For a simple fracture treated at urgent care with two follow-up visits and no surgery, total billed charges typically fall between $1,500 and $4,000. Your out-of-pocket share on a mid-tier insurance plan usually lands between $300 and $1,000.

When Surgery Raises the Bill Significantly

Not all broken arms heal with a cast. If the bone is displaced, shattered, or broken near a joint, you may need surgical repair with plates, screws, or pins. This moves the total billed cost into the $10,000 to $25,000 range, sometimes higher if the procedure is done at a hospital outpatient department rather than an ambulatory surgical center.

Hospital outpatient departments consistently charge more than freestanding surgical centers for the same procedures. For orthopedic procedures, Medicare data shows that patient costs at hospital outpatient departments can run nearly double those at ambulatory surgical centers. While your insurance negotiates its own rates, the pattern holds: if your surgeon gives you a choice of facility, the surgical center is almost always cheaper for you.

With surgery, your out-of-pocket costs depend heavily on how close you are to your annual deductible and out-of-pocket maximum. On a plan with a $3,000 deductible and $8,000 out-of-pocket max, a $15,000 surgery could cost you anywhere from $3,000 (if you haven’t spent anything yet that year) to $0 (if you’ve already hit your max from other medical expenses). Most people with surgical fracture repair end up paying $2,000 to $5,000 out of pocket on a typical employer plan.

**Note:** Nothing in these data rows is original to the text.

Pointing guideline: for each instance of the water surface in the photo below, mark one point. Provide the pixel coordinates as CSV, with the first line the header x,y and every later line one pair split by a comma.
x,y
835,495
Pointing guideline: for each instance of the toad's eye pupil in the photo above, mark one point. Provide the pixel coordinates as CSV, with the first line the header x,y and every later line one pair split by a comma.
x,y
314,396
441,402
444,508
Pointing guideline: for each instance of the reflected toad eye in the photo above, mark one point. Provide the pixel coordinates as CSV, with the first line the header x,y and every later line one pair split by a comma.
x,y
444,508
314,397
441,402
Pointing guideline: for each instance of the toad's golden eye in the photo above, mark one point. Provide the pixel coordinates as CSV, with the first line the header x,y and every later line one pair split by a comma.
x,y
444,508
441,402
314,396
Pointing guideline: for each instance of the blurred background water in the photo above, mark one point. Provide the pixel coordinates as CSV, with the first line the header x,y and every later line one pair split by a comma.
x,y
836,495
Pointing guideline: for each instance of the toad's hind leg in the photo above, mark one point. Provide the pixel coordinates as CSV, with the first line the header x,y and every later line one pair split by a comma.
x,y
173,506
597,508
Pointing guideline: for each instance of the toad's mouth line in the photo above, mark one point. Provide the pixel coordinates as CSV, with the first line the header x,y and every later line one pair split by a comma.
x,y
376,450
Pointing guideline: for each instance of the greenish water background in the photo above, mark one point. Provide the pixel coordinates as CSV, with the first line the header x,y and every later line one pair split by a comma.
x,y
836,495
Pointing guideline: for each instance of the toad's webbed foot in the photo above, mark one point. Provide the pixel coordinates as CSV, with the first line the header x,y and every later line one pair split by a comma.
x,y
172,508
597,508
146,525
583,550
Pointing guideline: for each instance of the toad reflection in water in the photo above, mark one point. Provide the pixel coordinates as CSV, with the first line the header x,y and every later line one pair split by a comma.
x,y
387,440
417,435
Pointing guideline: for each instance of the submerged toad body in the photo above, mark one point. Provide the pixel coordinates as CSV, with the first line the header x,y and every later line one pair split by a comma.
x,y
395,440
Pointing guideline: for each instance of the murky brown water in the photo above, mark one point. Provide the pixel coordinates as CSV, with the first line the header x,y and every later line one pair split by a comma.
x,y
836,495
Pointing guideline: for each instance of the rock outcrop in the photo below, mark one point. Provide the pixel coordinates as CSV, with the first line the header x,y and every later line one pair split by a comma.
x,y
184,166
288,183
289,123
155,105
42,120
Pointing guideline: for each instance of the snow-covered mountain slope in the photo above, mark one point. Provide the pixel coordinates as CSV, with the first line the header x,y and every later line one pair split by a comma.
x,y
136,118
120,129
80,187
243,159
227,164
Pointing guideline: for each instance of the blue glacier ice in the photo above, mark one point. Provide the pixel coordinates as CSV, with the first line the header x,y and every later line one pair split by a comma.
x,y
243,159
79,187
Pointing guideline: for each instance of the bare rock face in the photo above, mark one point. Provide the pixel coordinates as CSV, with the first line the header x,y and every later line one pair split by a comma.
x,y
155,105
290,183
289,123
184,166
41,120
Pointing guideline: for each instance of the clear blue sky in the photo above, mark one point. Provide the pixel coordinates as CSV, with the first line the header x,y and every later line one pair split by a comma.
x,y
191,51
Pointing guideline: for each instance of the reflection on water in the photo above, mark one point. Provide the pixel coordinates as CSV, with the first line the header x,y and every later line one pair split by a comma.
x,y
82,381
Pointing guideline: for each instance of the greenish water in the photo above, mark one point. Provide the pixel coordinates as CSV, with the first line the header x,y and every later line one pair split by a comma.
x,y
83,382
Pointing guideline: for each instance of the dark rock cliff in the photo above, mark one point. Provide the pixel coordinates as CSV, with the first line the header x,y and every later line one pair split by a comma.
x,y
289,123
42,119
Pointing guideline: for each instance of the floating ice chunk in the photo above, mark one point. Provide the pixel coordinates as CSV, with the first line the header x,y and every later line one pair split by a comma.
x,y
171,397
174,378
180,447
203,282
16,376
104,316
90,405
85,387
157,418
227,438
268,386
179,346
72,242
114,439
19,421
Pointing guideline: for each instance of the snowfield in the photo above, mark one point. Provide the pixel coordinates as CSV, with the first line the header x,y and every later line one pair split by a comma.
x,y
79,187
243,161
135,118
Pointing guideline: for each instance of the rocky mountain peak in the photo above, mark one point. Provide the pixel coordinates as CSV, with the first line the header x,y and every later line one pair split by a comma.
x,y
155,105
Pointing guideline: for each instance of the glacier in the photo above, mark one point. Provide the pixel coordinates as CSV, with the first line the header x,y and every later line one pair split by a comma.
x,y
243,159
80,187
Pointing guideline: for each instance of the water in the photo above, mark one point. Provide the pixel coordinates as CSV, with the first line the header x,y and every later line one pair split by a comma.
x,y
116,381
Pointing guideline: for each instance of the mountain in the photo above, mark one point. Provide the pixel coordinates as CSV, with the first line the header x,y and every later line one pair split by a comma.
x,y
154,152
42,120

Ways to Keep Your Costs Down

Choose urgent care over the ER for fractures that aren’t severe. A bone that’s clearly misaligned, breaking through skin, or accompanied by heavy swelling and numbness warrants the emergency room. A painful arm after a fall where you can still move your fingers likely doesn’t.

Ask your orthopedic office whether they have an in-network ambulatory surgical center if surgery is recommended. Verify that both the surgeon and the facility are in your insurance network before the procedure, because out-of-network charges at a hospital can add thousands to your bill. If you’re on a Bronze marketplace plan and facing a significant orthopedic bill, it’s worth calculating whether a Silver plan with cost-sharing reductions would save you money during the next open enrollment period, especially if you tend to have at least one major medical expense per year.

Finally, review every bill you receive. Broken arm treatment generates separate charges from the facility, the radiologist, the physician, and the orthopedic surgeon. Billing errors are common, and charges for services you didn’t receive or duplicate facility fees can inflate your total by hundreds of dollars.